# Pre-processing solver dataset and output clean dataset which is the input for clustering.

# Table of Contents

1. [Introduction](#Introduction)
2. [Import Packages](#Import_packages)
3. [Set environment variables to retrieve data from Ceph and map to dataframe](#retrieve_data_from_Ceph)
4. [Load Error data from csv file created in the above step](#Load_data)
5. [Split the error components from the log message](#split_error)
6. [Example of error logs](#example)
7. [Prepare the data for clustering](#prepare_data)
8. [Cleaning clustering data](#clean_data)
9. [Tokenization](#tokenization)
10. [Save the cleaned data for clustering](#save_data)

## Introduction  <a id='Introduction'></a>

The purpose of this notebook is to preprocess solver data, i.e, extract error data from solver data, prepare data for clustering, clean and tokenize the clustering data and save the clean dataset for [ClusterError](./ClusterErrors.ipynb) notebook. 


Currently grafana metrics from the SolverResultsStore show over 700k results for solvers. This notebook filters for documents with solver errors.
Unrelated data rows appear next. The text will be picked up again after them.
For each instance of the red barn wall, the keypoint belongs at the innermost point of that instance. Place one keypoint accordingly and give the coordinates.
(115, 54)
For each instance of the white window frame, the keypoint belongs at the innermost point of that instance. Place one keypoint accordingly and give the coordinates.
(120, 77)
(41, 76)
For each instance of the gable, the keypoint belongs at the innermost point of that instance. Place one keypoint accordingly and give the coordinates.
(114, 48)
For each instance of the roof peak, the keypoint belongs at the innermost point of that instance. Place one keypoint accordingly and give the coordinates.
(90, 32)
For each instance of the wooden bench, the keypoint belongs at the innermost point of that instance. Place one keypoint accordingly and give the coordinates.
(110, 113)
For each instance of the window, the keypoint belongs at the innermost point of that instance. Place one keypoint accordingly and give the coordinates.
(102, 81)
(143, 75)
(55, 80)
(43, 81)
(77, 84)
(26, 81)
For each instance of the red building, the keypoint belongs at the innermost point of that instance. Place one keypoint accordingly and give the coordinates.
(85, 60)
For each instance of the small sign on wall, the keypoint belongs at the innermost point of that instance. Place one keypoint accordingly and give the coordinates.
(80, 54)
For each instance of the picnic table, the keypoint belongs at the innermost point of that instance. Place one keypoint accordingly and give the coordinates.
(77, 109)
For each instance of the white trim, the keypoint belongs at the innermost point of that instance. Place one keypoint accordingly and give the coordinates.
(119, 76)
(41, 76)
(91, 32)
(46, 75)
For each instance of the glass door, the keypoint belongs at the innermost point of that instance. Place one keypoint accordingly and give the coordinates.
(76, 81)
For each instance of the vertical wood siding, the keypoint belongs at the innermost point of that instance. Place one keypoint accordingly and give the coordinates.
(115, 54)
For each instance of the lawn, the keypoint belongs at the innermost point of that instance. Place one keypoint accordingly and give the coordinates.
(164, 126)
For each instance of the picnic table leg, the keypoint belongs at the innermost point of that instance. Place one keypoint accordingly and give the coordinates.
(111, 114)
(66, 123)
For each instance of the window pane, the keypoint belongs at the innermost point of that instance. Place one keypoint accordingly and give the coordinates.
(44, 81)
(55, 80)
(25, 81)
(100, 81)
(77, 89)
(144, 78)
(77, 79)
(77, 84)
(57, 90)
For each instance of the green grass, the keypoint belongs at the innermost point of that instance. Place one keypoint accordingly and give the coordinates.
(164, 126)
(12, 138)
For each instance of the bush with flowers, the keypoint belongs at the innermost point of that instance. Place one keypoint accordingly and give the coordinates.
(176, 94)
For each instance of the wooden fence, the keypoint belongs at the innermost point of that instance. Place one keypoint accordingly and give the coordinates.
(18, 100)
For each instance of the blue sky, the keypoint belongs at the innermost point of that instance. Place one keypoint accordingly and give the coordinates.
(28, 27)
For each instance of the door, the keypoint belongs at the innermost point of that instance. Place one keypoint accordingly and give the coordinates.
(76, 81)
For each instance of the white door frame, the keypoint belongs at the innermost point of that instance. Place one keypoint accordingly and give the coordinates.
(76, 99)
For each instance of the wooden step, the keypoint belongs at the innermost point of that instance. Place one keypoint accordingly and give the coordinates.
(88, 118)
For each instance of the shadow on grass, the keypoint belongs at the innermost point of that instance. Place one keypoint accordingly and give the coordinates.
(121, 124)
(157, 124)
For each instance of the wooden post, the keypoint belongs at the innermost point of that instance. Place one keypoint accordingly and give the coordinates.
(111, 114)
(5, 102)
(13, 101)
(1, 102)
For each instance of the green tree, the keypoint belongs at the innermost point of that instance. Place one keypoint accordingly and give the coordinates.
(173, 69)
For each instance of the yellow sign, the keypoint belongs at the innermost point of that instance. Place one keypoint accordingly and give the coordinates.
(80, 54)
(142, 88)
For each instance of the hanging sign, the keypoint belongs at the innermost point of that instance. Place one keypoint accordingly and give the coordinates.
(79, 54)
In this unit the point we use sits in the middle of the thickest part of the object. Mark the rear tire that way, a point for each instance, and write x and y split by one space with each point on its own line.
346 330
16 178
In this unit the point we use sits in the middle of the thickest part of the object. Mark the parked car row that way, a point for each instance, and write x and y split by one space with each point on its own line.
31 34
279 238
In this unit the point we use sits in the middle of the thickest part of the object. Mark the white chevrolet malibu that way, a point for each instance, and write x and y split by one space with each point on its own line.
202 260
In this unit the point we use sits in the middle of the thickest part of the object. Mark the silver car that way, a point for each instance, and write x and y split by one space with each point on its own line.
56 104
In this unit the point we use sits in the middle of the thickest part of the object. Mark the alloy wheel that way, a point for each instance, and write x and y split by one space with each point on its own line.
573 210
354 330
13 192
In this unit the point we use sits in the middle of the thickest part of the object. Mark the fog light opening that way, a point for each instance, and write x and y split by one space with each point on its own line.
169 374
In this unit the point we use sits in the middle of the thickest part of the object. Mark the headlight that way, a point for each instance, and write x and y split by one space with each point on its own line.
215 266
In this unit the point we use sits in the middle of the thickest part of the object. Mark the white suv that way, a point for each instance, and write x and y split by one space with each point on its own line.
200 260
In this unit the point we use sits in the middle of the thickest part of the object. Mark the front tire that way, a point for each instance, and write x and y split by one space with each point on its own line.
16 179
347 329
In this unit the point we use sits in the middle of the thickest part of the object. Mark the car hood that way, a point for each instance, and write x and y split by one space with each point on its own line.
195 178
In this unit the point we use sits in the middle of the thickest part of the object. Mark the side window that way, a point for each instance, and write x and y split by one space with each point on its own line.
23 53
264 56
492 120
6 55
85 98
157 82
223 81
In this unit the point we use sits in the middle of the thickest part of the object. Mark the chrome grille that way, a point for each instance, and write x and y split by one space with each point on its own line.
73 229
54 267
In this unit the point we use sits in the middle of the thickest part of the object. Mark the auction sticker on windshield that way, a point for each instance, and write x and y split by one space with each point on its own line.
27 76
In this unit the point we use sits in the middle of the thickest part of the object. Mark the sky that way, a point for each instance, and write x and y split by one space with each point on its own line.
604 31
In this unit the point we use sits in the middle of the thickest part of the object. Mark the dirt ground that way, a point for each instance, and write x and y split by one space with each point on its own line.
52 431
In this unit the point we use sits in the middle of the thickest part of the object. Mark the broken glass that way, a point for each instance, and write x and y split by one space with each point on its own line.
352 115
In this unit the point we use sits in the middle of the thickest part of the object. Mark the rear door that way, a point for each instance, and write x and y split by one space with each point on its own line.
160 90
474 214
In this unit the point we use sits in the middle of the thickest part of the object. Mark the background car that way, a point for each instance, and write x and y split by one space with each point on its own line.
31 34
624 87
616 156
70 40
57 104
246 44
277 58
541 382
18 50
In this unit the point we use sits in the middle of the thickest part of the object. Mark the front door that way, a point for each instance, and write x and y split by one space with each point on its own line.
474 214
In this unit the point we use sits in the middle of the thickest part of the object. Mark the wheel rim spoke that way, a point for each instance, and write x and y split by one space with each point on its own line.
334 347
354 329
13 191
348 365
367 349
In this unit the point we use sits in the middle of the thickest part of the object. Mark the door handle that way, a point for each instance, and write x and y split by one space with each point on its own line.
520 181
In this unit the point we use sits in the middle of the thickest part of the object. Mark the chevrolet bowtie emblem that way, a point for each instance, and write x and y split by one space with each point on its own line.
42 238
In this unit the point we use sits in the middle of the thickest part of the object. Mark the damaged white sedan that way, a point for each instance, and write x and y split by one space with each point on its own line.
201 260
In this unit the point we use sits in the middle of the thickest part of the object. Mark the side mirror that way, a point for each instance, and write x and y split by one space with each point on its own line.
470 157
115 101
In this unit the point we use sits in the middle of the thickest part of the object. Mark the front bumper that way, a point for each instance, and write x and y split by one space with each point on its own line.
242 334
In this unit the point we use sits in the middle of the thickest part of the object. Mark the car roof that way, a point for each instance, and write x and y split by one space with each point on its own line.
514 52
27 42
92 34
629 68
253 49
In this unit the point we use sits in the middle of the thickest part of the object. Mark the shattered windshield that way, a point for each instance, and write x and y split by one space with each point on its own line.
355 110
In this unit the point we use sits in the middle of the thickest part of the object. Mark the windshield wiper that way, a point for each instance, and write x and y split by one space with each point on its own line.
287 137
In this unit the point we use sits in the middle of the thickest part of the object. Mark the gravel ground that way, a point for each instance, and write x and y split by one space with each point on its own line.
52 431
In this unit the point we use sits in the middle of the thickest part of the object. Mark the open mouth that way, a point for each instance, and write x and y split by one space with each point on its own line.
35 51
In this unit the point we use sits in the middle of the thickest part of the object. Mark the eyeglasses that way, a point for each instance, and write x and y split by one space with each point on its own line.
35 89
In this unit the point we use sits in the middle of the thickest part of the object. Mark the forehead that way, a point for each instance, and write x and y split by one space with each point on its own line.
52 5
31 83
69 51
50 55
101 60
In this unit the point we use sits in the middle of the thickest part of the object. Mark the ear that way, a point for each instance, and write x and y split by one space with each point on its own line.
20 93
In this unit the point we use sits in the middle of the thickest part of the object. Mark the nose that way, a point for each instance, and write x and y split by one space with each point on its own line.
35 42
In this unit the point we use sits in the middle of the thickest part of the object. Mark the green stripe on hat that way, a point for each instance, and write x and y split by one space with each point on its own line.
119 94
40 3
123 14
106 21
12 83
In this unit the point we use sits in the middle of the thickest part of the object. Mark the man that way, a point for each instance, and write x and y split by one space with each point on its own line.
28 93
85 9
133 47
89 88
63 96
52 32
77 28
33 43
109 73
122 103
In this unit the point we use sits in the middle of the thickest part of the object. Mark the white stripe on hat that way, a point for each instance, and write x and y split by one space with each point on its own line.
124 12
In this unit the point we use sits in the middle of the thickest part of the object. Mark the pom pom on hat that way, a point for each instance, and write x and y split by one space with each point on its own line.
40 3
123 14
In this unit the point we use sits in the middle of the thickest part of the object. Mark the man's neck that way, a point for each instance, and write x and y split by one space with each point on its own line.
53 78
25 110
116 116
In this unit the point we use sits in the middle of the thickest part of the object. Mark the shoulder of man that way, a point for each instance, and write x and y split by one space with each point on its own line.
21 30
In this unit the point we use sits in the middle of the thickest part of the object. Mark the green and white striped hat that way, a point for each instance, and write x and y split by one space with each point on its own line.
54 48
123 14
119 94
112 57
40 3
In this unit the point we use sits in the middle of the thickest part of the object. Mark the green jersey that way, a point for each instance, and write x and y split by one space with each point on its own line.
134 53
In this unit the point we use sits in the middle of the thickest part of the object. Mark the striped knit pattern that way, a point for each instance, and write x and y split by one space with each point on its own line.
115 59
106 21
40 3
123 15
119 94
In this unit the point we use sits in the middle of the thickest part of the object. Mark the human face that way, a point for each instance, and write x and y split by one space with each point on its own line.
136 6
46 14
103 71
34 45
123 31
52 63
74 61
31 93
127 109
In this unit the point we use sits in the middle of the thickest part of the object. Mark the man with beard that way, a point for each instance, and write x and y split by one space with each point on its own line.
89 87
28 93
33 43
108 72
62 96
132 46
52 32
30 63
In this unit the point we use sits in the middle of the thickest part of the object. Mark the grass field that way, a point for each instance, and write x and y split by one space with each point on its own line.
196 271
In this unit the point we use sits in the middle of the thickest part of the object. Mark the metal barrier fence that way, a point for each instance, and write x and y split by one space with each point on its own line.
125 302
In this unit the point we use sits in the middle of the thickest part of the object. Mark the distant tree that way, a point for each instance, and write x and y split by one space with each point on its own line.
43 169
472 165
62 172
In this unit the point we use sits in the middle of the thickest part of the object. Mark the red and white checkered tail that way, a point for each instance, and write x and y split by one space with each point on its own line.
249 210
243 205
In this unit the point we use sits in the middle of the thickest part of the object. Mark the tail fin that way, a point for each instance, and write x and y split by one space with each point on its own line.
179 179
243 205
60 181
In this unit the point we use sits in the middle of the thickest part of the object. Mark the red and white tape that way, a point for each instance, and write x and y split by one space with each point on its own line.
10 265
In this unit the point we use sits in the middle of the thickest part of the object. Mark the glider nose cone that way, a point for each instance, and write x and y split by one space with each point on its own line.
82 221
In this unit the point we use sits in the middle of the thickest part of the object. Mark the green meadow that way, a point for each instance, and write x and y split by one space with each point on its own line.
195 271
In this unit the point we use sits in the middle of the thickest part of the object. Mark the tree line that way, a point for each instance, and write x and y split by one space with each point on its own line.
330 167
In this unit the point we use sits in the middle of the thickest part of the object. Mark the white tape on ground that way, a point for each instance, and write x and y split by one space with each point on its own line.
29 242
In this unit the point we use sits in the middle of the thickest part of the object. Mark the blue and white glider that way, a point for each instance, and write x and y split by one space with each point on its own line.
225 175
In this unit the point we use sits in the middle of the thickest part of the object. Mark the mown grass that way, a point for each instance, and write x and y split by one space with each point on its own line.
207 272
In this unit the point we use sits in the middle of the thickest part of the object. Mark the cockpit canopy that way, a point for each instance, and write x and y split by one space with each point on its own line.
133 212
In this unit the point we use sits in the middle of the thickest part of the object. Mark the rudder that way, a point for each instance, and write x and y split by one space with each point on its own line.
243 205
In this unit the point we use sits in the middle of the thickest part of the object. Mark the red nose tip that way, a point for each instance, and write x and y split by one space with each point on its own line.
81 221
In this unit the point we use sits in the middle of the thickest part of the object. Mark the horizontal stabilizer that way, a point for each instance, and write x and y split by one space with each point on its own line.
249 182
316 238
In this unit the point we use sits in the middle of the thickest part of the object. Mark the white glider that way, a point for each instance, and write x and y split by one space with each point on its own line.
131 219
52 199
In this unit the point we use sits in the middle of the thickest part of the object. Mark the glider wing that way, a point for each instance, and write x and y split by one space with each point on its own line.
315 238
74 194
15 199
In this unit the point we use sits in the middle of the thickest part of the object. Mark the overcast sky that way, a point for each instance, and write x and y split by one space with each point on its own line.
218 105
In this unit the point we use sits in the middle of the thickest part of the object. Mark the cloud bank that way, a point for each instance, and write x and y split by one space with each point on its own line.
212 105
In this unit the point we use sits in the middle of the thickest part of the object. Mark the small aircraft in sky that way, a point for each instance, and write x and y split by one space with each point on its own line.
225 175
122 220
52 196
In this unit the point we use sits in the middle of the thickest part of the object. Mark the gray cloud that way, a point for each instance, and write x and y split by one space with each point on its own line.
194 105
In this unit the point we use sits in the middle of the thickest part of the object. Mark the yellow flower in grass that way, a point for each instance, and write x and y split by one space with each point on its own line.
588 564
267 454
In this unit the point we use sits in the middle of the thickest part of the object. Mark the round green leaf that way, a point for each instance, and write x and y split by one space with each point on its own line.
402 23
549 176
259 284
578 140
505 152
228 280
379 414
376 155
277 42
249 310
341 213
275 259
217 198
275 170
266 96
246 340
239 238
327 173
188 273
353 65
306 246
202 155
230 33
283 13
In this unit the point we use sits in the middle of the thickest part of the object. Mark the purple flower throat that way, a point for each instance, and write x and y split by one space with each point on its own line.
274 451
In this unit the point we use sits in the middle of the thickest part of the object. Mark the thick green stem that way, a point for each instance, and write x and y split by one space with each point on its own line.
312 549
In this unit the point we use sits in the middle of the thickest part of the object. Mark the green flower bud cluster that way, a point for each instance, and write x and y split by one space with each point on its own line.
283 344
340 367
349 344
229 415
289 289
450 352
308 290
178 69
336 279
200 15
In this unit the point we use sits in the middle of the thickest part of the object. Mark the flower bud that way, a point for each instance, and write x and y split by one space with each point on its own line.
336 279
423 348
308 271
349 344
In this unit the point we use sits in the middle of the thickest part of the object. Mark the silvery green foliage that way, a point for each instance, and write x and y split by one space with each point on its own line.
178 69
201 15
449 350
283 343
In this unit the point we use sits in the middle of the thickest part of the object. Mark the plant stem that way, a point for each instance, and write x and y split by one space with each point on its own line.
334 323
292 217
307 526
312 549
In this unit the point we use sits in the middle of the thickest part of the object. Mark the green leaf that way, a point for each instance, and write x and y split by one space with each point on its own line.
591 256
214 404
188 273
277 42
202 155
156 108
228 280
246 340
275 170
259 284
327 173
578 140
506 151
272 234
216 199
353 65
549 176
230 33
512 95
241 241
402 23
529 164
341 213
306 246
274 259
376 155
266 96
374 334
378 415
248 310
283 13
Each solver has around 20k - 30k results with solver error.\
Within the results, there are currently five different solvers:
   - solver-rhel-8-py36
   - solver-fedora-31-py38
   - solver-fedora-31-py37
   - solver-fedora-32-py38
   - solver-fedora-32-py37

## Import packages <a id='Import_packages'></a>

In [1]:
import pandas as pd
import regex as re
import pickle
import nltk

from thoth.lab import solver
from nltk.tokenize import TreebankWordTokenizer
from string import punctuation  

In [2]:
pd.set_option('max_colwidth', 1000)

## Set environment variables to retrieve data from Ceph and map to dataframe  <a id='retrieve_data_from_Ceph'></a>
### DO NOT Run this everytime. 

### All the result in solver report are described below:

- **environment,** information about the environment on which the package has being solved;
- **environment_packages,** information about external packages installed on the environment;
- **errors,** if the installation of a package was not succesfull there will be information stored for each package error;
    - **details,**
        - **command**,
        - **message**,
        - **return_code**,
        - **stderr**,
        - **stdout**,
        - **timeout**,
    - **index_url,** from where the package was download;
    - **package_name;**
    - **package_version;**
    - **is_provided_package,** flag for storing package;
    - **is_provided_package_version,** flag for storing package;
    - **type,** error type;
- **tree**, all the packages installed in the dependency tree and information about them;
    - **dependencies**
    - **metadata** of the package as taken from importlib_metadata;
    - **index_url** from where the package was download;
    - **package_name;**
    - **package_version;**
    - **sha256;**
- **unparsed** if there are packages in the tree that could not be parsed;
- **unresolved,** if there are packages in the tree that could not be solved;

In [3]:
get_fresh_data = True

In [6]:
import os
os.environ['THOTH_S3_ENDPOINT_URL'] = 'https://s3.upshift.redhat.com/'
os.environ['THOTH_CEPH_BUCKET'] = 'thoth'
os.environ['THOTH_CEPH_HOST'] = 'https://s3.upshift.redhat.com/'
os.environ['THOTH_CEPH_BUCKET_PREFIX'] = 'data/thoth'
os.environ['THOTH_DEPLOYMENT_NAME'] = 'thoth-psi-stage'

os.environ['THOTH_CEPH_KEY_ID'] = THOTH_CEPH_KEY_ID
os.environ['THOTH_CEPH_SECRET_KEY'] = THOTH_CEPH_SECRET_KEY

In [7]:
if get_fresh_data:
    # Connect to thoth storage
    from thoth.storages import SolverResultsStore
    store = SolverResultsStore(region="us-east-1")
    store.connect()
    
    solver_reports_extracted_data = []
    solver_errors = []

    # This block filters for documents with solver errors(Retrieve solver reports from Ceph and 
    # save only if it has "errors" in 
    for document_id in store.get_document_listing():
        try:
            solver_document = store.retrieve_document(document_id=document_id)
            solver_report_extracted_data = solver.extract_data_from_solver_metadata(solver_document["metadata"])
            errors = solver.extract_errors_from_solver_result(solver_document["result"]["errors"])   
            for error in errors:
                error['document_id'] = solver_report_extracted_data['document_id']
                error['datetime'] = solver_report_extracted_data['datetime']
                error['analyzer_version'] = solver_report_extracted_data['analyzer_version']
                error['environment'] = solver_document["result"]["environment"]
                solver_errors.append(error)
        except Exception as e:
            print(document_id, e)
            
    solver_total = pd.DataFrame(solver_errors).reset_index()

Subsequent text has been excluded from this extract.